How artificial intelligence is shaping religion in the 21st century
Sunday, May 13, 2018
The humanoid robot AILA (artificial intelligence lightweight android) operates a switchboard during a demonstration by the German research centre for artificial intelligence at the CeBit computer fair in Hanover in 2013. Net photo.

Technology and artificial intelligence (AI) are fashioning how people interact with everything from food to healthcare – and so, too, for religion.

From electronic scriptures to robot priests, different faiths have absorbed new ideas from the world of technology to enhance mainstream religious practices.

Muslims across the world can download apps such as Muslim Pro, replete with daily prayer timetables, notifications for both sunrise and sunset, and an electronic compass pointing the way towards Mecca. Other apps automatically adjust fasting times during the month of Ramadan, depending on the location of a device.

In fact, Muslims are one of the most plugged-in religious communities due to the high concentration of young people aged between 16 and 30 across the Middle East and Asia. A survey by the Pew Research Center in 2017 showed that poorer Muslim-majority countries boast a large amount of people with smartphones. Fifty-seven percent of Palestinians own a smartphone, for example, just short of Germany’s 60 percent.

Developers in Japan went a step further last year, unveiling a robot priest programmed to conduct Buddhist rituals. Peppa the humanoid robot, replete with ceremonial dress, can perform a funeral ceremony for $462, cheaper than the $2,232 charged by a human priest to carry out the same task.

The relationship between technology and religion has not always been straightforward. According to Dr Beth Singler, researcher at The Faraday Institute for Science and Religion, religions grapple with technology in three stages – rejection, adoption and adaption.
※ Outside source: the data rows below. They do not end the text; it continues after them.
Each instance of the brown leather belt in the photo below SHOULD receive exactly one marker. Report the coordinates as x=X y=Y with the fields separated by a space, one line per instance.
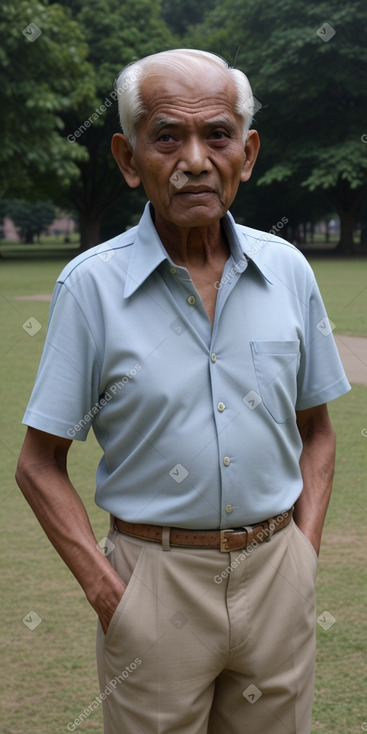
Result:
x=224 y=540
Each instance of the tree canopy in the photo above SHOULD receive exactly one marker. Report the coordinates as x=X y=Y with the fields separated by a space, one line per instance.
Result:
x=306 y=62
x=42 y=73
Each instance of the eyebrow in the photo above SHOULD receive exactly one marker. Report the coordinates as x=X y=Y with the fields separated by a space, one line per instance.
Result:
x=172 y=122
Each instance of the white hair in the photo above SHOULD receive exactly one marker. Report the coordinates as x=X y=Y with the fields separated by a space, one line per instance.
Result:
x=189 y=61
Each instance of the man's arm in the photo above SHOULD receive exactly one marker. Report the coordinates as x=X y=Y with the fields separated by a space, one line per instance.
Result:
x=317 y=466
x=42 y=476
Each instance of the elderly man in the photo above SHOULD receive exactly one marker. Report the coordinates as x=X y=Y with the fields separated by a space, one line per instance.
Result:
x=200 y=352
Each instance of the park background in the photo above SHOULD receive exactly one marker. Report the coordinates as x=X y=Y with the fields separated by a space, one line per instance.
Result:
x=58 y=61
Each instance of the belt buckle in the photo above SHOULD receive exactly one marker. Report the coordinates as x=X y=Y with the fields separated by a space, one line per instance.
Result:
x=224 y=540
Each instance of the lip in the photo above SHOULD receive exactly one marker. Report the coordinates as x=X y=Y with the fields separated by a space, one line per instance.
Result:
x=196 y=190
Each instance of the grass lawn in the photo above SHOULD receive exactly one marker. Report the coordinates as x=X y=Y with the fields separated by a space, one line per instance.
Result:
x=48 y=675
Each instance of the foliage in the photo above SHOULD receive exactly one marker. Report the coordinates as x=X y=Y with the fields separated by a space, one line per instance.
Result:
x=314 y=102
x=40 y=78
x=117 y=32
x=32 y=219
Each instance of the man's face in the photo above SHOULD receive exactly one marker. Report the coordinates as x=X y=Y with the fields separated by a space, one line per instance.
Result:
x=189 y=152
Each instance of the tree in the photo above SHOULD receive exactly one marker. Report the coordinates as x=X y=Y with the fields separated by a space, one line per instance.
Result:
x=31 y=219
x=305 y=61
x=117 y=32
x=179 y=15
x=43 y=72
Speaking to CNBC, she said that the initial reaction by religious institutions "can often be negative, but technology soon becomes ubiquitous and part of the mainstream.”

Faith leaders are increasingly concerned about morality and the ethics behind creating human-like machines. Social media’s addictive nature and the use of sexbots are just two examples of the misgivings they have.

"There is concern over what it means to be a person using artificial intelligence, whether that affects our specialness or not,” said Dr Singler.

The stereotypical image of killer robots, especially in cinema, has skewed the debate on what AI really means in practice for religion.

But, for Singler, chatbots and algorithms are the real face of AI in religion.

"Algorithms are more concerning than the image of a Terminator-like robot,” she said. "The effect it has on people’s lives, such as determining the amount you pay for a mortgage, are small changes that accumulate to big changes.”

Algorithms and bots wield a hand in not only what we see, but what information we interact with and who we choose to talk to.

Followers of Catholicism can plug into the Confession Chatbot app to interact in a life-like two-way conversation with a bot. While it could potentially remove embarrassment in confessing a person’s innermost secrets and guilt, where those interactions end up remains a concern in light of the Facebook-Cambridge Analytica scandal.      Agencies

Five hundred years after the Protestant Reformation, robot priest BlessU-2 was built for the small German town of Wittenberg last year to mark the anniversary of Martin Luther’s religious revolution in Europe. Local priest Stephan Krebs told The Guardian newspaper that despite BlessU-2 ability to recite bibilical verses and offer pre-composed prayers, a robot could "never substitute for pastoral care.” Singler, too, believes that "robots are not the next stage of priesthood.”

Professor Stephen Hawking and Tesla CEO Elon Musk have voiced concerns over the potential threat mankind faces should AI recognize its full potential, raising the question of whether robots could develop a conscience.

Singler questioned on the idea that robots could develop the human-like ability to choose their own religion one day.

"It says a lot more about us that we consider the question. In our narratives about the topic (of whether robots can be conscious beings), the idea of ‘testing’ is central,” she said.

The desire to attach human characteristics to objects, akin to the nostalgia felt between a person and their old phone or pet, is at the heart of knowing whether robots will ever have their own conscience.

"It’s our own minds filling in the gaps which ultimately lead to anthropomorphism.”